MELBOURN, England, Aug. 28 /PRNewswire-FirstCall/ -- Cambridge Antibody Technology Group plc (Nasdaq: CATG; LSE: CAT) today reports financial results for the nine months ended 30 June 2002 and an update on business for the period since the Interim Report in May 2002.
Business Update
CAT-213, a human anti-eotaxin1 monoclonal antibody, has completed a single dose Phase I/II allergic rhinitis allergen challenge trial. Preliminary results of this trial show a significant positive effect of CAT-213 upon nasal patency, and reductions in tissue eosinophils and mast cells. CAT-213 by nasal aerosol generally produced greater effects than intravenous injection. It is expected that the data will be submitted for presentation at a major allergy congress. These results are consistent with CAT-213 being developed further for the treatment of allergic disorders. Accordingly, the next stage in the development of CAT-213 will be a challenge study in allergic eye disease.

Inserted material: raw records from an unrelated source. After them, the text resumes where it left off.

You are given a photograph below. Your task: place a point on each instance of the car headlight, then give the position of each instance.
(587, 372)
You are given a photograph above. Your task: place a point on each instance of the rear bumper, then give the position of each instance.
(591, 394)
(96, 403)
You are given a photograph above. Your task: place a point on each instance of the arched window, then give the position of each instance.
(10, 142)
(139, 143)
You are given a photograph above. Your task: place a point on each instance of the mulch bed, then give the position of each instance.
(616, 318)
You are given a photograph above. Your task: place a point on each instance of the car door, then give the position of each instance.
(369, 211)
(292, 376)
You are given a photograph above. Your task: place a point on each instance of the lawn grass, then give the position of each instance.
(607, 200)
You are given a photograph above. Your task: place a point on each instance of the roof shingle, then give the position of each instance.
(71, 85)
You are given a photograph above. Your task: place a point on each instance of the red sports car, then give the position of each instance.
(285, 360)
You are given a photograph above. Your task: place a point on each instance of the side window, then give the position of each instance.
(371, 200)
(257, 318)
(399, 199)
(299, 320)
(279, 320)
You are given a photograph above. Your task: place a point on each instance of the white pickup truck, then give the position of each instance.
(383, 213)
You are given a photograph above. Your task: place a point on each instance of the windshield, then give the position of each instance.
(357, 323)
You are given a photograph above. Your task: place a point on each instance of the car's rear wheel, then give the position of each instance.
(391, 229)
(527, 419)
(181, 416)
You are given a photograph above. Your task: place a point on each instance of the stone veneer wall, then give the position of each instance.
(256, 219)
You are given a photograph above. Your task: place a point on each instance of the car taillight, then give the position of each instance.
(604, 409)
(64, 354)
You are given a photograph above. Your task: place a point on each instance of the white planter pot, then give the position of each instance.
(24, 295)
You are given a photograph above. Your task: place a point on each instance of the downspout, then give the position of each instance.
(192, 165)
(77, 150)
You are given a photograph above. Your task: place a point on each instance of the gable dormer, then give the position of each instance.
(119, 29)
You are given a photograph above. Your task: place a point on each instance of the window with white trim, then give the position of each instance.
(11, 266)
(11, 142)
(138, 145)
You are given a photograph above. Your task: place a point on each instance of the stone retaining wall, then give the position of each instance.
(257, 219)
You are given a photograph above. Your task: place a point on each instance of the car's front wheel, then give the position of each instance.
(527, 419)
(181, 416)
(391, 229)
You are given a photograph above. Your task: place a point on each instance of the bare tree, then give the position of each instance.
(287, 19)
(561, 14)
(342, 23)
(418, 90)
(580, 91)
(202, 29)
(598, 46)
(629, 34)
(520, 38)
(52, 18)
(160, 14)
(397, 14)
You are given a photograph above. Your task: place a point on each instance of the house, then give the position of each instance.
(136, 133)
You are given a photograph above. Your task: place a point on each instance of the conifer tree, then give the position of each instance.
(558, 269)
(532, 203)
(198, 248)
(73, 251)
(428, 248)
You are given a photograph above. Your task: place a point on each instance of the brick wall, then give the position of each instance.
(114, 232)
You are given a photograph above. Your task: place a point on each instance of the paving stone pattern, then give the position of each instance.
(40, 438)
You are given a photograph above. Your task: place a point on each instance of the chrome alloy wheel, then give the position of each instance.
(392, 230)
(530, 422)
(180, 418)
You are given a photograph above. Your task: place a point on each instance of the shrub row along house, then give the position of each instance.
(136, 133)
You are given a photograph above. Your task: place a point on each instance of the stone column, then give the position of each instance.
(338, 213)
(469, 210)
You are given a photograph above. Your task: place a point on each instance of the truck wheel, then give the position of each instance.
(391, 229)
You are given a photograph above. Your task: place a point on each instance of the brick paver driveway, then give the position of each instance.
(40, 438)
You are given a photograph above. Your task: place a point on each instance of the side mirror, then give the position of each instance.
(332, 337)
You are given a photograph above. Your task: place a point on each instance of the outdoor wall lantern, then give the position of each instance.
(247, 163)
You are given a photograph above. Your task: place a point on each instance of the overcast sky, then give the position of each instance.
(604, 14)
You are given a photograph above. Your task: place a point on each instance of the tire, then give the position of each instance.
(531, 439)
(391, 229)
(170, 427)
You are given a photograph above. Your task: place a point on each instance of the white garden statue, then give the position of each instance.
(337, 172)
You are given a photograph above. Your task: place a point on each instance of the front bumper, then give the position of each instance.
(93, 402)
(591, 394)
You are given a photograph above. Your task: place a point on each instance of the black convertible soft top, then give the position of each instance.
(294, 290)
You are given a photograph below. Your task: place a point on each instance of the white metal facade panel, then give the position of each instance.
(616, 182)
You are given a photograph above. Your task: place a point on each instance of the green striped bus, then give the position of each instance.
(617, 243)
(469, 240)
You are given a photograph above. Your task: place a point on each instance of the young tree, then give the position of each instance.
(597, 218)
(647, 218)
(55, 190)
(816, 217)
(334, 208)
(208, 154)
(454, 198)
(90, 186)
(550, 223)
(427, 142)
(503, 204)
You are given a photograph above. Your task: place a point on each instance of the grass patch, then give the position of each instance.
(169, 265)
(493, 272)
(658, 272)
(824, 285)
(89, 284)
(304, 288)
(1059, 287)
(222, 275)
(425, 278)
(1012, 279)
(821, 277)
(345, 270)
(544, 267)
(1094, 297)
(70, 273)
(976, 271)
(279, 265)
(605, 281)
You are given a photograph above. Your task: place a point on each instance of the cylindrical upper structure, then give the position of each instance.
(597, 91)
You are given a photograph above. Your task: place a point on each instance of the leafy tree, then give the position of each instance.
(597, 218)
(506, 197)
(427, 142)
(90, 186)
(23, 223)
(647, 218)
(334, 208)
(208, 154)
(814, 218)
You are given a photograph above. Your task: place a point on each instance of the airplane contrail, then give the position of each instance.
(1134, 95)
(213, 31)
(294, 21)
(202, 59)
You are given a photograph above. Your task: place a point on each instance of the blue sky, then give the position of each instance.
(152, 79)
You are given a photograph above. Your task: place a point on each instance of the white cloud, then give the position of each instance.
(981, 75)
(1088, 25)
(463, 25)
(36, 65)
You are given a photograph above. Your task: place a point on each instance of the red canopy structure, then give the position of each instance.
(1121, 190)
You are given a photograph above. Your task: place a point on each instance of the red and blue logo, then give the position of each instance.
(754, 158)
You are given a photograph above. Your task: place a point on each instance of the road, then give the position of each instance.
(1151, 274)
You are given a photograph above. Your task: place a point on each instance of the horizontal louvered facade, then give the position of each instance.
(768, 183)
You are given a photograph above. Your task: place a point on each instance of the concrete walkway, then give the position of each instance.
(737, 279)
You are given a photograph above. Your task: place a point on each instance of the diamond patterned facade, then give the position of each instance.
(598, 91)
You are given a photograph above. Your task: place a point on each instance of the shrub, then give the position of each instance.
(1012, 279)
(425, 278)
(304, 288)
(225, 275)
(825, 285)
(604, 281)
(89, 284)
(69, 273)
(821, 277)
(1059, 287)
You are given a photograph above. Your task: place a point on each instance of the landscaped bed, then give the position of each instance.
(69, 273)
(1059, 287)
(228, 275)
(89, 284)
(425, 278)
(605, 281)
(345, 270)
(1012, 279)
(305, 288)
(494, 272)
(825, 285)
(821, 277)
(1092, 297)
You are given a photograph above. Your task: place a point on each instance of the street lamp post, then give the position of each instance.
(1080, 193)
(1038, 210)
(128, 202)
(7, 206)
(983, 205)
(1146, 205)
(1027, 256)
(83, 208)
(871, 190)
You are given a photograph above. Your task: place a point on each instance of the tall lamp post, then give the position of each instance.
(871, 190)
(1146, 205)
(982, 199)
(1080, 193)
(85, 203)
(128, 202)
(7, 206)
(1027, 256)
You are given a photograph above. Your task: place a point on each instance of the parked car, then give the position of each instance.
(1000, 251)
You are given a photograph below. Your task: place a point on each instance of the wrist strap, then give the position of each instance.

Overall, the timetable for future product license applications of CAT-152 (lerdelimumab) remains on track. Recruitment to the first Phase II/III clinical trial of CAT-152, a human anti-TGF2 monoclonal antibody being developed as treatment to prevent post-operative scarring in patients undergoing surgery for glaucoma (trabeculectomy), continues but has progressed at a slower rate than previously expected which means that completion of enrollment is expected in the first half of 2003. Recruitment to a further Phase II/III trial in Europe and South Africa is expected to start shortly. Discussions with the United States (US) Food & Drug Administration (FDA) regarding US trials for CAT-152 are continuing.

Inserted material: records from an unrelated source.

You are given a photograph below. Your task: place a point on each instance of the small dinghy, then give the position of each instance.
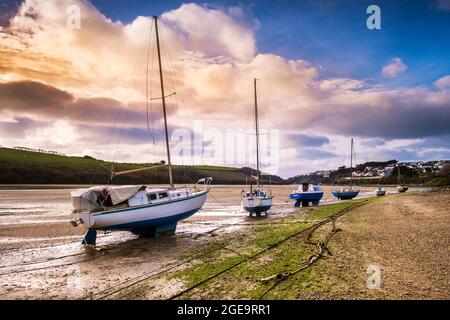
(305, 194)
(347, 192)
(256, 200)
(380, 191)
(136, 208)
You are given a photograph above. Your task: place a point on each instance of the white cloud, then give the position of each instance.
(443, 83)
(394, 68)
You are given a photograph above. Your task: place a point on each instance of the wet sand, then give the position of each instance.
(42, 258)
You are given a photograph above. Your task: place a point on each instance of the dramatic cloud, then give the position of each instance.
(43, 101)
(443, 83)
(443, 4)
(394, 68)
(309, 141)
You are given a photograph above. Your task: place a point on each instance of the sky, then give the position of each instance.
(323, 78)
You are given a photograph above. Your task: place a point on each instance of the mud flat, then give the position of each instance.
(405, 236)
(221, 253)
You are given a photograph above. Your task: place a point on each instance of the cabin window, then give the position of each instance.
(163, 195)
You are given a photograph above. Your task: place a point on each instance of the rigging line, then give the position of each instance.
(118, 114)
(127, 107)
(181, 92)
(169, 71)
(151, 104)
(170, 81)
(141, 61)
(146, 84)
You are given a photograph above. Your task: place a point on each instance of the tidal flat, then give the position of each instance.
(221, 253)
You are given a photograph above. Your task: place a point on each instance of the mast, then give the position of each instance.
(257, 132)
(163, 102)
(351, 163)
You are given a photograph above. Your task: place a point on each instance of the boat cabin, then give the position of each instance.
(255, 193)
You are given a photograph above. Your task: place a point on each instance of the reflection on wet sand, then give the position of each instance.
(41, 254)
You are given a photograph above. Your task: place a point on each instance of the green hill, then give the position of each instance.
(27, 167)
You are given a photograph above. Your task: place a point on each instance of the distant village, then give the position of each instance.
(386, 169)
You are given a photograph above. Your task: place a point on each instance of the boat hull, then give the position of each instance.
(305, 198)
(345, 195)
(145, 217)
(257, 205)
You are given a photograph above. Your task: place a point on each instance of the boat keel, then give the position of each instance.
(165, 229)
(90, 237)
(305, 203)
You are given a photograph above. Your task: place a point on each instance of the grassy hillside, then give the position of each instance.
(25, 167)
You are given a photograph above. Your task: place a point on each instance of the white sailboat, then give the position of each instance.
(256, 200)
(135, 208)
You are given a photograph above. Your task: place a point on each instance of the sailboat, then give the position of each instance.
(380, 191)
(347, 192)
(400, 187)
(256, 200)
(138, 209)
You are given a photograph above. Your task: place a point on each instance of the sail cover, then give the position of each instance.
(86, 199)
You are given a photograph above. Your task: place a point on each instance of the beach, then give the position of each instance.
(42, 256)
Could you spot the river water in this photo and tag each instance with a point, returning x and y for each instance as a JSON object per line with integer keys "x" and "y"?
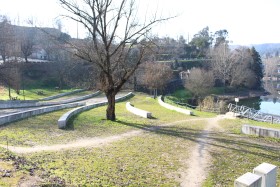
{"x": 268, "y": 104}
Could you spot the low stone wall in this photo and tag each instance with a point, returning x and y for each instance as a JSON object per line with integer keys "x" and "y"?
{"x": 37, "y": 103}
{"x": 260, "y": 131}
{"x": 264, "y": 175}
{"x": 170, "y": 107}
{"x": 26, "y": 114}
{"x": 137, "y": 111}
{"x": 62, "y": 95}
{"x": 62, "y": 121}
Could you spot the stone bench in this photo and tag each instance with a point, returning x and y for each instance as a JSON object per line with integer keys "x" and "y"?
{"x": 62, "y": 121}
{"x": 170, "y": 107}
{"x": 260, "y": 131}
{"x": 61, "y": 95}
{"x": 37, "y": 103}
{"x": 138, "y": 111}
{"x": 264, "y": 175}
{"x": 26, "y": 114}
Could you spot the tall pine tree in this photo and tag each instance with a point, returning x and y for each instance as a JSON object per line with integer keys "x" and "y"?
{"x": 257, "y": 67}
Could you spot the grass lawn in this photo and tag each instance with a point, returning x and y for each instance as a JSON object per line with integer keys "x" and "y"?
{"x": 234, "y": 154}
{"x": 156, "y": 157}
{"x": 153, "y": 158}
{"x": 31, "y": 94}
{"x": 43, "y": 129}
{"x": 196, "y": 112}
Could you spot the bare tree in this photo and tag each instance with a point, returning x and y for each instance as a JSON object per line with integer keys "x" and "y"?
{"x": 221, "y": 63}
{"x": 156, "y": 76}
{"x": 27, "y": 43}
{"x": 199, "y": 82}
{"x": 7, "y": 39}
{"x": 241, "y": 74}
{"x": 113, "y": 41}
{"x": 270, "y": 66}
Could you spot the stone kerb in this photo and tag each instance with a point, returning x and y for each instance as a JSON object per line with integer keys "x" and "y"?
{"x": 36, "y": 103}
{"x": 260, "y": 131}
{"x": 62, "y": 95}
{"x": 170, "y": 107}
{"x": 62, "y": 121}
{"x": 25, "y": 114}
{"x": 138, "y": 111}
{"x": 264, "y": 175}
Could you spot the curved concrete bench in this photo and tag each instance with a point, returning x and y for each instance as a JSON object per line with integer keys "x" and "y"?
{"x": 137, "y": 111}
{"x": 37, "y": 103}
{"x": 62, "y": 121}
{"x": 25, "y": 114}
{"x": 260, "y": 131}
{"x": 170, "y": 107}
{"x": 61, "y": 95}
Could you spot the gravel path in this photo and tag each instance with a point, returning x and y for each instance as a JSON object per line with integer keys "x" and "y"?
{"x": 200, "y": 158}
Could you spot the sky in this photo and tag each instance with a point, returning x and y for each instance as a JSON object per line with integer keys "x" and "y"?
{"x": 247, "y": 21}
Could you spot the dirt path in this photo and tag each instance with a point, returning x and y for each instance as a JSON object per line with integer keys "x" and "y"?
{"x": 90, "y": 142}
{"x": 199, "y": 159}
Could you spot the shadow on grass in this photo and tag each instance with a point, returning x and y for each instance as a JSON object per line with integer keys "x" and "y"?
{"x": 212, "y": 138}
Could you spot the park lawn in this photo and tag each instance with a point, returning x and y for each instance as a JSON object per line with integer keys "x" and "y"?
{"x": 155, "y": 157}
{"x": 31, "y": 94}
{"x": 147, "y": 160}
{"x": 43, "y": 129}
{"x": 234, "y": 154}
{"x": 195, "y": 112}
{"x": 71, "y": 96}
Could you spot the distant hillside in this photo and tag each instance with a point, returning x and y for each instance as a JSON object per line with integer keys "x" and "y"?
{"x": 268, "y": 49}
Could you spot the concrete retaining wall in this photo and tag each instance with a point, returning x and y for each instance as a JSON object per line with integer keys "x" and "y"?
{"x": 137, "y": 111}
{"x": 62, "y": 95}
{"x": 170, "y": 107}
{"x": 62, "y": 121}
{"x": 25, "y": 114}
{"x": 36, "y": 103}
{"x": 260, "y": 131}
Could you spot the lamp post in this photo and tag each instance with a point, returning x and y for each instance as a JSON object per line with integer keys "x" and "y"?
{"x": 236, "y": 101}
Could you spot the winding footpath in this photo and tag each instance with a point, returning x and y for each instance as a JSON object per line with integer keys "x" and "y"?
{"x": 198, "y": 161}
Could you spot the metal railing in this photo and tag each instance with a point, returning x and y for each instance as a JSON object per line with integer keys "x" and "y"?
{"x": 253, "y": 114}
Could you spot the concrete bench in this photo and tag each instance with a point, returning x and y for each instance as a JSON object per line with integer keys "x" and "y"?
{"x": 260, "y": 131}
{"x": 170, "y": 107}
{"x": 26, "y": 114}
{"x": 248, "y": 180}
{"x": 264, "y": 175}
{"x": 138, "y": 111}
{"x": 62, "y": 121}
{"x": 61, "y": 95}
{"x": 37, "y": 103}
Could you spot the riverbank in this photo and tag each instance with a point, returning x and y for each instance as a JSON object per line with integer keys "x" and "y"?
{"x": 241, "y": 95}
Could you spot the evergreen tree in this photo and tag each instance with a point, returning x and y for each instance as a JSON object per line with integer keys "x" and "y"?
{"x": 257, "y": 67}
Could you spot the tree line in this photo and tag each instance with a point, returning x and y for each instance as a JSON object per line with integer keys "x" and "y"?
{"x": 118, "y": 46}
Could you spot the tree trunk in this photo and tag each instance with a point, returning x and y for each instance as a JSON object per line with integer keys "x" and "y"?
{"x": 110, "y": 112}
{"x": 10, "y": 93}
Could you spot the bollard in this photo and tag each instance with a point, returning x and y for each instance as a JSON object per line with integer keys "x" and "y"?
{"x": 268, "y": 172}
{"x": 248, "y": 180}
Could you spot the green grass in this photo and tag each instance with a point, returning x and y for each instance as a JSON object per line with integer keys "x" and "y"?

Patient enrollment is continuing in the Phase I/II clinical trial of CAT-192, a human anti-TGF1 monoclonal antibody being developed with Genzyme (Nasdaq: GENZ - News) as a potential treatment for diffuse systemic sclerosis. An IND has been granted for clinical trials in the U.S., and the recruitment of patients has started at several leading scleroderma centres.
In August 2002, Human Genome Sciences, Inc (Nasdaq: HGSI - News) granted Takeda Chemical Industries an option to develop and commercialize the TRAIL Receptor 1 human monoclonal antibody (TRAIL-R1 mAb) in Japan. TRAIL-R1 mAb was developed in a collaboration between CAT and HGSI and is currently being evaluated, by HGSI, as an anti-cancer drug in Phase I clinical trials.

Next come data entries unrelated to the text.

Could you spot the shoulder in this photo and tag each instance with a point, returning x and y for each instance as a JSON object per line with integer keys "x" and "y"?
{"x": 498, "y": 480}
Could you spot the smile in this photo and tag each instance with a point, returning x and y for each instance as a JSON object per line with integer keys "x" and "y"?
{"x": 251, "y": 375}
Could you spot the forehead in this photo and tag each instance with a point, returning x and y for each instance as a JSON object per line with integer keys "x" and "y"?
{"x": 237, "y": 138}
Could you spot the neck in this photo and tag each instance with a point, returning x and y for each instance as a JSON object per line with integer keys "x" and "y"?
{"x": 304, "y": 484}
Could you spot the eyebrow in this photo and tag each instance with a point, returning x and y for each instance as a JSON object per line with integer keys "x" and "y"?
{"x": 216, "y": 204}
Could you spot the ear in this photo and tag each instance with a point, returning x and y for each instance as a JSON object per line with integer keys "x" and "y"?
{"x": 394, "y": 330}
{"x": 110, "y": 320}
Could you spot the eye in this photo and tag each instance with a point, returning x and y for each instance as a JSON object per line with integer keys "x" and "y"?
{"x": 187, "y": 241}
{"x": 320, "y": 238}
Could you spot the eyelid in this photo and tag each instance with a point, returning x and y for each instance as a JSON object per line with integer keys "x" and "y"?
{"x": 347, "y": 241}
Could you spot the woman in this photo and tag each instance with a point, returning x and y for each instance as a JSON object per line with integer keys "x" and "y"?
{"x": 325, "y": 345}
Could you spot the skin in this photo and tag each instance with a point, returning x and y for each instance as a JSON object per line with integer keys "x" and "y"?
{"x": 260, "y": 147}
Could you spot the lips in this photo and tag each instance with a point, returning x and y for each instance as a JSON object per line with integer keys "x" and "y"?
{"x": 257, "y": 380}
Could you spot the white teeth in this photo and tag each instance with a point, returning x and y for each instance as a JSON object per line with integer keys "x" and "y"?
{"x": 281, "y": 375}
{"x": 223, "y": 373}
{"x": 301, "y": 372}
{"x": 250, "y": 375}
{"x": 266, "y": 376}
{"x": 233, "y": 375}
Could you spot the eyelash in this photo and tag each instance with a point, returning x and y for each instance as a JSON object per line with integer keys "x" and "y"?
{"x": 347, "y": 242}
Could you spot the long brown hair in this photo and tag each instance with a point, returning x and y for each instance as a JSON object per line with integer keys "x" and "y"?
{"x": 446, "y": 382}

In June 2002, CAT granted Wyeth Research (the pharmaceutical research arm of Wyeth, (NYSE: WYE - News) an exclusive product license to a human monoclonal antibody identified by CAT against a target supplied by Wyeth Research. Under the terms of the agreement, CAT receives a license fee and will potentially receive clinical milestone and royalties associated with product sales.
In August 2002, CAT and Xerion Pharmaceuticals AG announced the expansion of their existing business relationship into a research collaboration for target characterization and drug discovery. CAT and Xerion will explore and evaluate the therapeutic potential of a cell surface protein known to play a role in allergic reactions in man. CAT and Xerion will jointly own the results generated.
Financial Results
CAT made a loss after taxation for the nine months ended 30 June 2002 of 21.5 million pounds sterling (nine months ended 30 June 2001: 8.2 million pounds; year ended 30 September 2001: 11.8 million pounds). This figure is stated after costs of 7.9 million pounds related to the buy out of its future royalty obligations from and offer for Drug Royalty Corporation Inc. of Canada (DRC). Excluding this one-time cost, the loss would have been 13.6 million pounds. Net cash outflow before management of liquid resources and financing for the period was 20.1 million pounds (nine months ended 30 June 2001: 9.6 million pounds; year ended 30 September 2001: 14.3 million pounds). Cash and liquid resources at 30 June 2002 amounted to 137.9 million pounds (30 June 2001: 162.5 million pounds; 30 September 2001: 156.8 million pounds). Turnover in the period was 6.9 million pounds (nine months ended 30 June 2001: 4.3 million pounds; year ended 30 September 2001: 7.1 million pounds). Milestone payments of 1.4 million pounds were received during the nine month period, including a payment in the third quarter from HGSI with the initiation of Phase I clinical trials of TRAIL-R1 mAb.
Turnover of 3.4 million pounds was generated under ongoing collaborations for research and development services. Turnover included 0.7 million pounds (principally license fees) released from deferred income brought forward at 1 October 2001. In addition, 0.6 million pounds of deferred revenue was recognized during the third quarter as a result of CAT opting to buy out its future royalty rights obligations to DRC.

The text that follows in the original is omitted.